Wall Street indexes slip with interest rates, Middle East in focus

By Sinéad Carew and Lisa Pauline Mattackal

(Reuters) -U.S. stock indexes fell on Monday while Treasury yields rose, as traders tamped down bets for Federal Reserve interest-rate easing.

Uncertainty around the Middle East conflict added to worries ahead of quarterly earnings season and fresh economic data.

After Friday’s stronger-than-expected jobs report, traders pulled back from bets for a 50-basis-point rate cut in November. They were pricing in an 86% chance of a 25-basis-point cut and a roughly 14% chance the central bank would not cut rates at all, according to the CME’s FedWatch tool.

The change in rate-cut expectations caused U.S. Treasury yields to rally, with the yield on benchmark 10-year notes exceeding 4% for the first time in two months.

Besides next month’s Fed meeting, investors are waiting for the Consumer Price Index inflation reading for September and the kickoff of third-quarter earnings season with reports from banks, both due this week.

“We think this is short-term nervousness that will be healed over the next five days when the CPI number is released and the bank earnings,” said James Demmert, chief investment officer at Main Street Research.

Demmert noted the intensifying Middle East conflict as a concern for U.S. investors who are worried about the war’s economic impact, including rising oil prices.

Investors continue to fret about how Israel would respond to Iran’s missile strikes. On Monday, Lebanon’s armed group Hezbollah fired rockets at Israel’s city of Haifa while Israeli forces looked poised to expand ground raids into south Lebanon.
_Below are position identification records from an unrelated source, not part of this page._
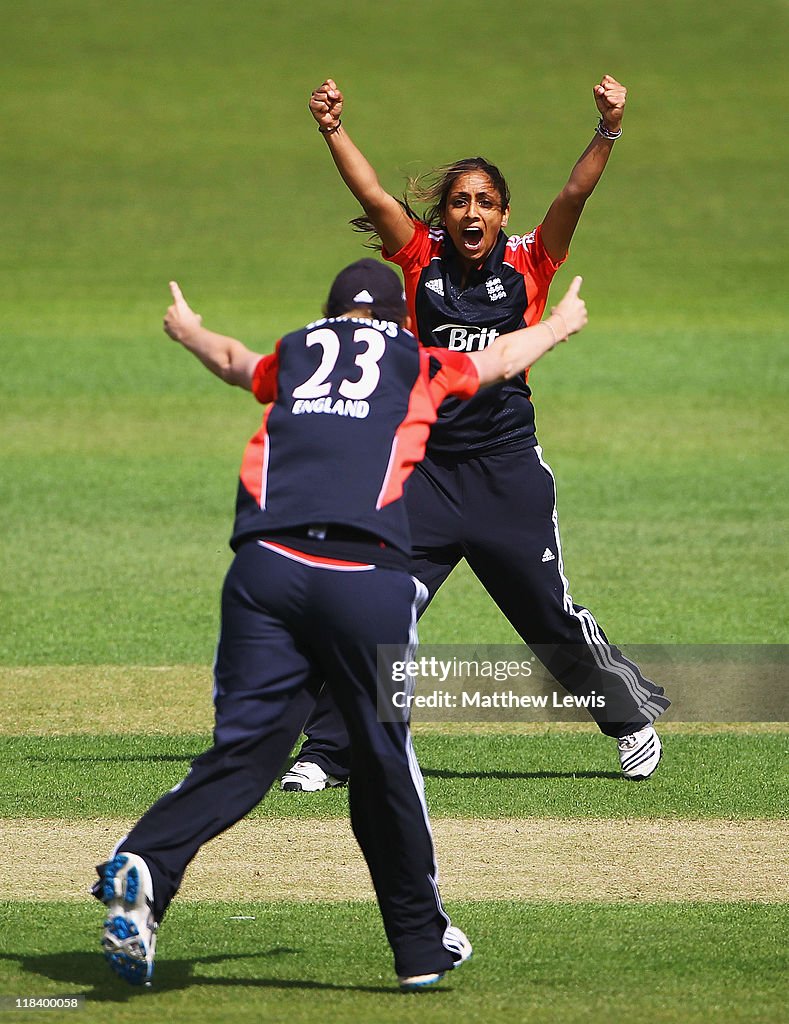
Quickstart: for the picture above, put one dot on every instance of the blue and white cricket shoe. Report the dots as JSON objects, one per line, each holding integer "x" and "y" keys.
{"x": 640, "y": 754}
{"x": 129, "y": 939}
{"x": 457, "y": 944}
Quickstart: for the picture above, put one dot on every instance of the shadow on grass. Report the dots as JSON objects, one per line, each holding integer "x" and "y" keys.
{"x": 98, "y": 984}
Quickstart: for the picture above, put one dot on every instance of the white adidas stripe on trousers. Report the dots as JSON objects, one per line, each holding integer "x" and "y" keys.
{"x": 605, "y": 658}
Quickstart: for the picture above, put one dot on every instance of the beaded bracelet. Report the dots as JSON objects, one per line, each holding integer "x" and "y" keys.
{"x": 553, "y": 332}
{"x": 606, "y": 132}
{"x": 555, "y": 312}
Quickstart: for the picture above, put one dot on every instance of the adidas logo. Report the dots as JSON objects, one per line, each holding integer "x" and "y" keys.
{"x": 495, "y": 289}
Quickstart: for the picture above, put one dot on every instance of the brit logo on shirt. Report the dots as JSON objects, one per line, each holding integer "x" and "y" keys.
{"x": 495, "y": 289}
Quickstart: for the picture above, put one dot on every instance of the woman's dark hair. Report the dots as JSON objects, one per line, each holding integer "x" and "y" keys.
{"x": 433, "y": 189}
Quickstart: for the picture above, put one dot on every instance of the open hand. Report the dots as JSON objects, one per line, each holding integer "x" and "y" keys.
{"x": 610, "y": 96}
{"x": 326, "y": 104}
{"x": 180, "y": 320}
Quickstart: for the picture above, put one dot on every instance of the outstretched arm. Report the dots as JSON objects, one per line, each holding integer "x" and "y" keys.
{"x": 512, "y": 353}
{"x": 562, "y": 219}
{"x": 224, "y": 356}
{"x": 393, "y": 225}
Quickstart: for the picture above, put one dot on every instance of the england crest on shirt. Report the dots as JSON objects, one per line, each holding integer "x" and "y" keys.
{"x": 495, "y": 289}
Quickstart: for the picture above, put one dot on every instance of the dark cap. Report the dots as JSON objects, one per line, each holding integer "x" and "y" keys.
{"x": 367, "y": 284}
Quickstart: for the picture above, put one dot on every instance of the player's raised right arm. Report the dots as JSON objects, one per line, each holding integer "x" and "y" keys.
{"x": 224, "y": 356}
{"x": 388, "y": 217}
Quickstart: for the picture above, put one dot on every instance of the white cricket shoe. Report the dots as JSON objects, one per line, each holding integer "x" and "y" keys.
{"x": 308, "y": 777}
{"x": 640, "y": 753}
{"x": 457, "y": 944}
{"x": 129, "y": 939}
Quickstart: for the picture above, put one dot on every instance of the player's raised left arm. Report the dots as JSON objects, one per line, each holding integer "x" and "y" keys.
{"x": 227, "y": 357}
{"x": 512, "y": 353}
{"x": 562, "y": 218}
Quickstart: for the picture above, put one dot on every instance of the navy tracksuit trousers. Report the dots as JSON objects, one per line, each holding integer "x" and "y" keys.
{"x": 498, "y": 512}
{"x": 287, "y": 626}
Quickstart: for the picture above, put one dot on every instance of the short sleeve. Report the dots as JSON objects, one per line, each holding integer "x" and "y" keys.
{"x": 450, "y": 374}
{"x": 528, "y": 255}
{"x": 265, "y": 377}
{"x": 415, "y": 252}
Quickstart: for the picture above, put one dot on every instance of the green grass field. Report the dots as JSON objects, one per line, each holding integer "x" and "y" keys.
{"x": 145, "y": 141}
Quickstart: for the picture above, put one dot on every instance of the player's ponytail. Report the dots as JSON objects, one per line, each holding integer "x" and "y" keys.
{"x": 432, "y": 189}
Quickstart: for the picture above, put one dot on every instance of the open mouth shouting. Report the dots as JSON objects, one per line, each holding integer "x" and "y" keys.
{"x": 473, "y": 216}
{"x": 472, "y": 239}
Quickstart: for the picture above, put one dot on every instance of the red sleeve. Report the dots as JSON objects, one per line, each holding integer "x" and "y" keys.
{"x": 527, "y": 254}
{"x": 264, "y": 378}
{"x": 449, "y": 373}
{"x": 415, "y": 252}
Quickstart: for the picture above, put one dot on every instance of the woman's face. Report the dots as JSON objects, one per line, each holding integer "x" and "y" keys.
{"x": 473, "y": 216}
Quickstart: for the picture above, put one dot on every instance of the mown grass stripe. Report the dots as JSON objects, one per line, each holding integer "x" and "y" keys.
{"x": 508, "y": 858}
{"x": 68, "y": 699}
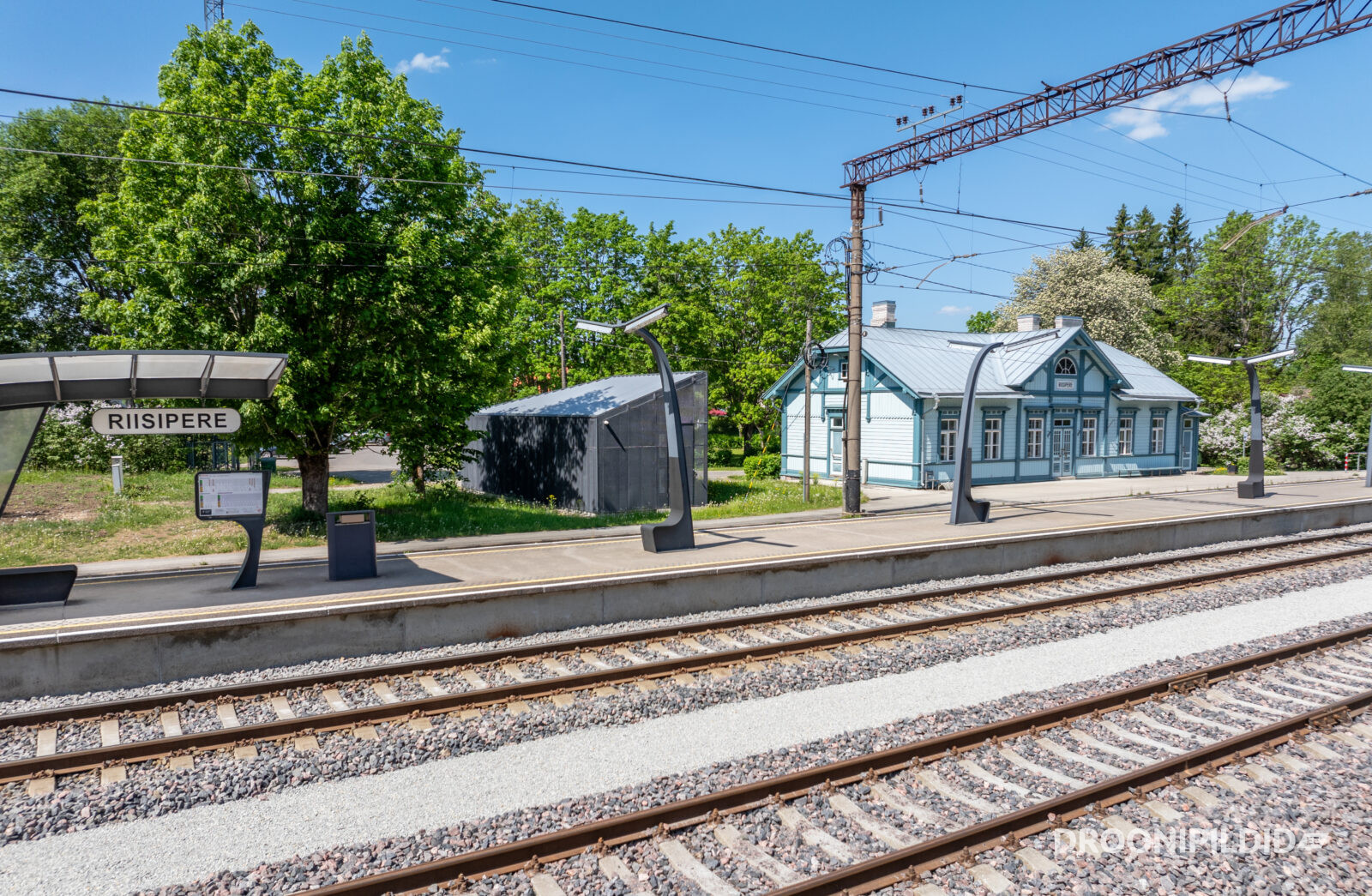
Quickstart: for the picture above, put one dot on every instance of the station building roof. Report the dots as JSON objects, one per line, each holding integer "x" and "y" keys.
{"x": 925, "y": 364}
{"x": 59, "y": 376}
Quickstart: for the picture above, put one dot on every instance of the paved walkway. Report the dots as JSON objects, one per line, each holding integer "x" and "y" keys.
{"x": 184, "y": 596}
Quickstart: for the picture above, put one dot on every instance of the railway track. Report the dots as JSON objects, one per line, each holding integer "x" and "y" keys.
{"x": 887, "y": 818}
{"x": 38, "y": 747}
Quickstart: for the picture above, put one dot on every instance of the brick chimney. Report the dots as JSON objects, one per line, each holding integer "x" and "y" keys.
{"x": 884, "y": 313}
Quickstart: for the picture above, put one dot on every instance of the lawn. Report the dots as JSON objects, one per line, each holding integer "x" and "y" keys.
{"x": 75, "y": 518}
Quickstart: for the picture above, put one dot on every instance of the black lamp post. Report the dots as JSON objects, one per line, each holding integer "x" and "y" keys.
{"x": 674, "y": 532}
{"x": 1367, "y": 461}
{"x": 1255, "y": 486}
{"x": 965, "y": 508}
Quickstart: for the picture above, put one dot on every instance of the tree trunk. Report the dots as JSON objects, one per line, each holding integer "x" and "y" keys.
{"x": 315, "y": 480}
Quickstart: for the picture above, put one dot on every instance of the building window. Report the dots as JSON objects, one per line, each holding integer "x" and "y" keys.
{"x": 1088, "y": 436}
{"x": 947, "y": 438}
{"x": 991, "y": 439}
{"x": 1033, "y": 438}
{"x": 1125, "y": 436}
On Wall Street at 2:29 p.m. ET, the Dow Jones Industrial Average fell 347.82 points, or 0.82%, to 42,004.93, the S&P 500 fell 34.11 points, or 0.59%, to 5,717.01 and the Nasdaq Composite fell 102.95 points, or 0.56%, to 18,035.60.

Among the S&P 500’s 11 major industry indexes, only energy advanced, rising 0.5%. U.S. crude futures rose for the fifth-straight session on concerns about Middle East supply disruptions. [O/R]

The biggest industry laggard was utilities, down 2.2%.

The CBOE Volatility index, Wall Street’s fear gauge, hit its highest level in a month.

The S&P’s biggest drag from a single stock was from Amazon.com, which fell almost 3% after a Wells Fargo downgrade. Amazon’s decline also pressured the consumer discretionary sector, which was down 1.8%.

Shares of Pfizer rose 2.4% after a report that activist investor Starboard Value has taken a roughly $1-billion stake in the drugmaker.

Air Products and Chemicals was one of the top S&P 500 gainers, rising 8.8% on a report that activist hedge fund Mantle Ridge has built a position in the company.

Goldman Sachs raised its 2024 year-end S&P 500 target to 6,000 from 5,600, and lowered its odds of a U.S. recession to 15% from 20%.